Liver abscess: diagnostic and management issues found in the low resource setting

Affiliations
Review

Liver abscess: diagnostic and management issues found in the low resource setting

Gaetan Khim et al. Br Med Bull. .

Abstract

Introduction: Liver abscesses are mainly caused by parasitic or bacterial infection and are an important cause of hospitalization in low-middle income countries (LMIC). The pathophysiology of abscesses is different depending on the etiology and requires different strategies for diagnosis and management. This paper discusses pathophysiology and epidemiology, the current diagnostic approach and its limitations and management of liver abscess in low resource settings.

Sources of data: We searched PubMed for relevant reviews by typing the following keywords: 'amoebic liver abscess' and 'pyogenic liver abscess'.

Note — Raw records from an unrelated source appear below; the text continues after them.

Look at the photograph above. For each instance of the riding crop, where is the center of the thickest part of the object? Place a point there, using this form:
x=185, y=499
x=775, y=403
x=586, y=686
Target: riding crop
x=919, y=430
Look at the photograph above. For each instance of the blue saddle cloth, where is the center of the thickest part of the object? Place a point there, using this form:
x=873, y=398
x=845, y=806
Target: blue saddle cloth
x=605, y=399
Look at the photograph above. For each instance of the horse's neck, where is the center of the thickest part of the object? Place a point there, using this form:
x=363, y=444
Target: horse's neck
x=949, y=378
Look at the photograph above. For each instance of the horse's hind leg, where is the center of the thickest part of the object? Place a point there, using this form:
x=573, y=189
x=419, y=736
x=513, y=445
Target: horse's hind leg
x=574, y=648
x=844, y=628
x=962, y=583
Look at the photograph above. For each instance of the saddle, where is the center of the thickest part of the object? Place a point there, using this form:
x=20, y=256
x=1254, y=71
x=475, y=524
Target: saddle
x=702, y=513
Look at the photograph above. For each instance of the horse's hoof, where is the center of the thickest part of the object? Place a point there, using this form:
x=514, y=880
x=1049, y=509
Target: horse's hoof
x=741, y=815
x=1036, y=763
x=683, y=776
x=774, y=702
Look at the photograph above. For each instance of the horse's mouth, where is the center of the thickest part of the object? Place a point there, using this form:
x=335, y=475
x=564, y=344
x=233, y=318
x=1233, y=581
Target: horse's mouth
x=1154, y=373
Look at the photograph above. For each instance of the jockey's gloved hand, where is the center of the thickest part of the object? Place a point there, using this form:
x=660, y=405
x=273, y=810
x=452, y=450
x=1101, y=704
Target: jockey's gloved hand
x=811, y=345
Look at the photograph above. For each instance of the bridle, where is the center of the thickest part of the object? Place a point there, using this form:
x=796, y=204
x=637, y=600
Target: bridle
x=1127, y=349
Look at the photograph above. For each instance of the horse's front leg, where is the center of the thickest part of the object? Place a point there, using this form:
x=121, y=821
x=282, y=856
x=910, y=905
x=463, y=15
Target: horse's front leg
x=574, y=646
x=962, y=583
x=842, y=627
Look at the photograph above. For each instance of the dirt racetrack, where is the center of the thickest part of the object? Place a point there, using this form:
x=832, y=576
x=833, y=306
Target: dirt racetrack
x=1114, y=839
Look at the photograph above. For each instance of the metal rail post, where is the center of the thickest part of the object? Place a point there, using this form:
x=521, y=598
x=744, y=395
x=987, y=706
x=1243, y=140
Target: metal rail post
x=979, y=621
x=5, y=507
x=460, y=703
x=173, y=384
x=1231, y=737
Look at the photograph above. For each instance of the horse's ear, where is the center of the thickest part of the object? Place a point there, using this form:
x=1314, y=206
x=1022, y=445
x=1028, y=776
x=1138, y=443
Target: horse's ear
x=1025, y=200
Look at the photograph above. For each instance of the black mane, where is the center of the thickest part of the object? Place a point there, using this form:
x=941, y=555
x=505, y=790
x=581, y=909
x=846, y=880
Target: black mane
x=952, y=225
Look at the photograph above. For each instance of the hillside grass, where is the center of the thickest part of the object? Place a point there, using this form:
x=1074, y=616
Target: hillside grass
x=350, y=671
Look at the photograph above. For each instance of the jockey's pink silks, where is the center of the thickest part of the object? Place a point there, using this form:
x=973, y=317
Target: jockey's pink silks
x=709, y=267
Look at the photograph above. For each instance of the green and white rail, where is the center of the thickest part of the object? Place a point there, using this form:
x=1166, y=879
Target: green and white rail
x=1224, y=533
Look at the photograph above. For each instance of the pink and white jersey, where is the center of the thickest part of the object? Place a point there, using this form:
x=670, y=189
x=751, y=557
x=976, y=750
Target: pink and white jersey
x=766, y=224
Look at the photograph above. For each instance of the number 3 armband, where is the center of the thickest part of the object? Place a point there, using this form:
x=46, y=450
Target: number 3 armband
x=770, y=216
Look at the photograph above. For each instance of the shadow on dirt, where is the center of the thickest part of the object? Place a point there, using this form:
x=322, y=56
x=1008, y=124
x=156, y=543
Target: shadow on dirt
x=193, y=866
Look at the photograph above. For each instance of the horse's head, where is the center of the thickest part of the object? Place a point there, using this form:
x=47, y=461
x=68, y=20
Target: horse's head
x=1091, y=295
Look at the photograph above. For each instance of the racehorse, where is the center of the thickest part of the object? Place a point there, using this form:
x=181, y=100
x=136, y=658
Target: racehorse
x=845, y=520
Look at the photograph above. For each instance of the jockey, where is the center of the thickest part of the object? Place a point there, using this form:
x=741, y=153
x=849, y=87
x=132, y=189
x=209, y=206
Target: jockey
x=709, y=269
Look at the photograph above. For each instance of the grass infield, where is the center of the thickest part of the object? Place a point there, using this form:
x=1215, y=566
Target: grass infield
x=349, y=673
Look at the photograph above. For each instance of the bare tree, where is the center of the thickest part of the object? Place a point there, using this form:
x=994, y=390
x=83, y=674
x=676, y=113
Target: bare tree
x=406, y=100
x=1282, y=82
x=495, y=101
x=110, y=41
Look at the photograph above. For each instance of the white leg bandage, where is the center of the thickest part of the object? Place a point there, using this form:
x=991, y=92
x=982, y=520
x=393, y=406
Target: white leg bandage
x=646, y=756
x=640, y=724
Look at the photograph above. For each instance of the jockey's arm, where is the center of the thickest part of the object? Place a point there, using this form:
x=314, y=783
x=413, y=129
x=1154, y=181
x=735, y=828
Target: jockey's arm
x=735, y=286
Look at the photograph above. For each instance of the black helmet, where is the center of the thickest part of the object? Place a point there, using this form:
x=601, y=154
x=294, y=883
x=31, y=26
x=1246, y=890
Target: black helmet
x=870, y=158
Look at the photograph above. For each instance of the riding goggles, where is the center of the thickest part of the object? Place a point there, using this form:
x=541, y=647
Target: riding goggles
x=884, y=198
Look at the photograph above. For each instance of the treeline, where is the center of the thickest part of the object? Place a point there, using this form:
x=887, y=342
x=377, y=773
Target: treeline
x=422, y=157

Areas of agreement: Amoebic liver abscess can be treated medically while pyogenic liver abscess usually needs to be percutaneously drained and treated with effective antibiotics.

Areas of controversy: In an LMIC setting, where misuse of antibiotics is a recognized issue, liver abscesses are a therapeutic conundrum, leaving little choices for treatment for physicians in low capacity settings.

Growing points: As antimicrobial resistance awareness and antibiotic stewardship programs are put into place, liver abscess management will likely improve in LMICs provided that systematic adapted guidelines are established and practiced.

Areas timely for developing research: The lack of a quick and reliable diagnostic strategy in the majority of LMIC makes selection of appropriate treatment challenging.

Keywords: amoebic; liver abscess; low-middle income countries; pyogenic; resource limited settings.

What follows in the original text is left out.